Analyzing Noisy Gravitational Wave Time Series with Transformers

The GravNet collaboration [1] is building an array of gravitational wave (GW) detectors for primordial black hole (PBH) mergers. PBHs are small black holes that were formed early after the Big Bang. They are thought to be a significant component of dark matter, but so far have never been directly observed. Observing a PBH merger would have far-reaching implications for our understanding of the universe.

PBH mergers are expected to occur very rarely, while the detector data is affected by many sources of noise, so distinguishing the GW signals from the noise is challenging. Another challenge is correlating data from multiple detectors in different locations around the globe. Machine learning techniques for time series processing were critical in analyzing the LIGO data that led to the 2017 Nobel Prize in Physics [2] [3] (first direct observation of GWs).

In this thesis project, you will work with a team of computer scientists and physicists to develop a Transformer model for detecting gravitational wave signals in noisy time series data.

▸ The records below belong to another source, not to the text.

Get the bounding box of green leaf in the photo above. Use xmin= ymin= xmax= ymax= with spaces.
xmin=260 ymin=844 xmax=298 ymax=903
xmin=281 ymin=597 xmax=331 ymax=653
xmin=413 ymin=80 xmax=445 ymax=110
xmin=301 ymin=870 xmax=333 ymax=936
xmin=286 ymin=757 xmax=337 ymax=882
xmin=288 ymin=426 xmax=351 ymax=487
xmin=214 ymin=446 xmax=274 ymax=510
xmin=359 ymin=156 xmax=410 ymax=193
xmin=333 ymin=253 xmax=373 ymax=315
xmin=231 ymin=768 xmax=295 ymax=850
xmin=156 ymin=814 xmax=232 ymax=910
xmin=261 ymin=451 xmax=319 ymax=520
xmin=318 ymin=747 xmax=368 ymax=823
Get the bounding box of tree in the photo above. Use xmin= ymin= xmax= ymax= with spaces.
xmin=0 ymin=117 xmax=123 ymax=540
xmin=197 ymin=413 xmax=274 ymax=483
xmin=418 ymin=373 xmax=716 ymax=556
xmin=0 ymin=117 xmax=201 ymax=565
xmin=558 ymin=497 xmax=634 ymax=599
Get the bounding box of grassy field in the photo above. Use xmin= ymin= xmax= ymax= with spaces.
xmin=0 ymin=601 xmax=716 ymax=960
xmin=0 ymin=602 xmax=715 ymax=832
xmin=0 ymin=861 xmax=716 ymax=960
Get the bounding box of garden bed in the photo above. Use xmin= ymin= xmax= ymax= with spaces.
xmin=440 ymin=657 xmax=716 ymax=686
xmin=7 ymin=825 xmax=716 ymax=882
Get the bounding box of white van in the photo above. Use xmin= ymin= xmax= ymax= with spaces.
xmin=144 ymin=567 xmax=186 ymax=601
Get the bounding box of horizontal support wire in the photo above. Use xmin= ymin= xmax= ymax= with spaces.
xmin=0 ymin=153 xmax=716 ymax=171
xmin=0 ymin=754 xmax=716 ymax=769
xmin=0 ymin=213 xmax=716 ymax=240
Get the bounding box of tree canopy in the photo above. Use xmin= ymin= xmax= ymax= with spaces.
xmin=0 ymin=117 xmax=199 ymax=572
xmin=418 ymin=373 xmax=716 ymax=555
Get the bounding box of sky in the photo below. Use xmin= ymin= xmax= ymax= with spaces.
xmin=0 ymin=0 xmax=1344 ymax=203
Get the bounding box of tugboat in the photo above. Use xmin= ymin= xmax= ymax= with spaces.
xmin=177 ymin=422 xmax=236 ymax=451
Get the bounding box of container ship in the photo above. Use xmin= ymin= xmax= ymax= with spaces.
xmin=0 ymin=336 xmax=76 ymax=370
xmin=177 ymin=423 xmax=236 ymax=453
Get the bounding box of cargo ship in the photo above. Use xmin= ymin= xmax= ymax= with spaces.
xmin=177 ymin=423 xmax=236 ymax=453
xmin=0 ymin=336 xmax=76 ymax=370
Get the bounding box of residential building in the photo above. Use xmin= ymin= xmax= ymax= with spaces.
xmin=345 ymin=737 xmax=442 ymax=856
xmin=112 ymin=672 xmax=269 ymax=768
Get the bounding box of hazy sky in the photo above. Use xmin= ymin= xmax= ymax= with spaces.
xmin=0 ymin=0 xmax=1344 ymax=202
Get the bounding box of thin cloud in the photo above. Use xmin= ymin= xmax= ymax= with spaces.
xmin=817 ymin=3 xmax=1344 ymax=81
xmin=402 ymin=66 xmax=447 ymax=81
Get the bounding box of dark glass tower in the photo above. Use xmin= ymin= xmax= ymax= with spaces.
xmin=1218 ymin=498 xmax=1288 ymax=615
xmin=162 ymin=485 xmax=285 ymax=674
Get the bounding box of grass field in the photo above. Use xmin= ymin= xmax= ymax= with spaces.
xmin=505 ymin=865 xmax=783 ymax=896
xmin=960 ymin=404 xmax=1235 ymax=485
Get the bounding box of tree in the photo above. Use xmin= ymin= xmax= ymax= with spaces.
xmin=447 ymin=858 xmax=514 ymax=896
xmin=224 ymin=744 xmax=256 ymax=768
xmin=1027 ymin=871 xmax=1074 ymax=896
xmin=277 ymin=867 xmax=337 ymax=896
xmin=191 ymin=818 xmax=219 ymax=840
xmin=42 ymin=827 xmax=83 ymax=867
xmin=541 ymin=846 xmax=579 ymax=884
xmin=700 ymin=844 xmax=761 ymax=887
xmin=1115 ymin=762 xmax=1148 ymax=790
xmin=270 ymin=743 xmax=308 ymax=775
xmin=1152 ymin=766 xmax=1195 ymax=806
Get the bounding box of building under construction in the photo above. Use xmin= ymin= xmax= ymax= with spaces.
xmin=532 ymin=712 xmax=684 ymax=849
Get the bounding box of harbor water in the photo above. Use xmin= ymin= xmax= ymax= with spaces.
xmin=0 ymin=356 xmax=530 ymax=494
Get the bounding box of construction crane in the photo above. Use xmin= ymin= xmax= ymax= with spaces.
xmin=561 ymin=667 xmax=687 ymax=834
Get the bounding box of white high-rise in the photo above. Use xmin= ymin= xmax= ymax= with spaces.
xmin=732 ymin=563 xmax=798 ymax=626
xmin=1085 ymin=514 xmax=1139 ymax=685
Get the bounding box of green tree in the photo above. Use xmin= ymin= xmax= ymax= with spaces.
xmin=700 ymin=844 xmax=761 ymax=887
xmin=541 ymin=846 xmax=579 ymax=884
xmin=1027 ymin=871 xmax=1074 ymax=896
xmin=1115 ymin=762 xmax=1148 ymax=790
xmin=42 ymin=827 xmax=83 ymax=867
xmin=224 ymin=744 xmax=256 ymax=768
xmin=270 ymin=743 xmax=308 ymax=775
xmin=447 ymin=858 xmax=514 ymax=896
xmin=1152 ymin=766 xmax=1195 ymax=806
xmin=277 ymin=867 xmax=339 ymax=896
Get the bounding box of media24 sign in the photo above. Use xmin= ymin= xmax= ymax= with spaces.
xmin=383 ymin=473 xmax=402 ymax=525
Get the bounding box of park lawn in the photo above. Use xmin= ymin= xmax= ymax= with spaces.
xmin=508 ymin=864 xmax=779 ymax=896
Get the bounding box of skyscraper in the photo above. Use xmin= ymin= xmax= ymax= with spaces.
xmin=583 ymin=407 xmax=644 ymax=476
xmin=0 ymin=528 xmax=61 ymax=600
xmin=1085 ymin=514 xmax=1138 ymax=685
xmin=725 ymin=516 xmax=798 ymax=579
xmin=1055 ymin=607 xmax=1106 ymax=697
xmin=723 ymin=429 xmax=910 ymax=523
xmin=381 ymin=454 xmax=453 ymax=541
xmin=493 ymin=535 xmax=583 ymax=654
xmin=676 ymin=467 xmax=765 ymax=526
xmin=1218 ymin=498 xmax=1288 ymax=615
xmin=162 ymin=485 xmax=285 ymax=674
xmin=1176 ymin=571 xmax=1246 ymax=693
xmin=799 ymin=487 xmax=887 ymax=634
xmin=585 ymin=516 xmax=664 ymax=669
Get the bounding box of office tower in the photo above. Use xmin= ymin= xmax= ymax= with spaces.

Your tasks will include
- Investigating Transformer architectures for learning from noisy time series with simulated GW signals
- Developing a tokenization strategy for converting sequences of >10^7 numerical data points into tokens for Transformer training
- Comparing time series classification and time series denoising approaches
- Investigating transfer learning on time series data from different sources
Prior background in physics or signal processing is helpful but certainly not required.

References:
[1] T. Schneemann, K. Schmieden, and M. Schott, Search for gravitational waves using a network of RF cavities, Nuclear Instruments and Methods in Physics Research Section A: Accelerators, Spectrometers, Detectors and Associated Equipment 1068, 169721 (2024).
[2] S. A. Usman et al., The PyCBC search for gravitational waves from compact binary coalescence, Class. Quantum Grav. 33, 215004 (2016).
[3] H. Wang, Y. Zhou, Z. Cao, Z. Guo, and Z. Ren, WaveFormer: transformer-based denoising method for gravitational-wave data, Mach. Learn.: Sci. Technol. 5, 015046 (2024).

Privacy & Fairness in User Modeling under Domain Shift

https://aclanthology.org/2022.privatenlp-1.2/ - extending the experiments and analysis to confirm the findings in a more robust manner

Planning Architectures for Sequence Models

While LLMs are often considered strong heuristic reasoners, their ability to plan and reason deliberatively is limited. In this master thesis, we design neural architectures and training objectives to improve the planning and reasoning ability of Transformer models and evaluate them on a range of synthetic reasoning tasks that are linguistically plausible [1].

[1] Nolte, Niklas, Ouail Kitouni, Adina Williams, Mike Rabbat, and Mark Ibrahim. "Transformers Can Navigate Mazes With Multi-Step Prediction." arXiv preprint arXiv:2412.05117 (2024).

Capability / Safety Tradeoffs in Inference-time Compute Methods

By spending increasing amounts of computation time at inference-time, new LLM models like OpenAI o1 [1] are opening new avenues for advanced reasoning capabilities. However, this new paradigm also raises important questions with regards to the alignment and safety. In this thesis, we investigate the relationship between safety and capability of inference-time compute methods through the lens of open source implementations by measuring the compute tradeoff between producing a solution and verifying a solution.

[1] Zhong, Tianyang, Zhengliang Liu, Yi Pan, Yutong Zhang, Yifan Zhou, Shizhe Liang, Zihao Wu et al. "Evaluation of openai o1: Opportunities and challenges of agi." arXiv preprint arXiv:2409.18486 (2024).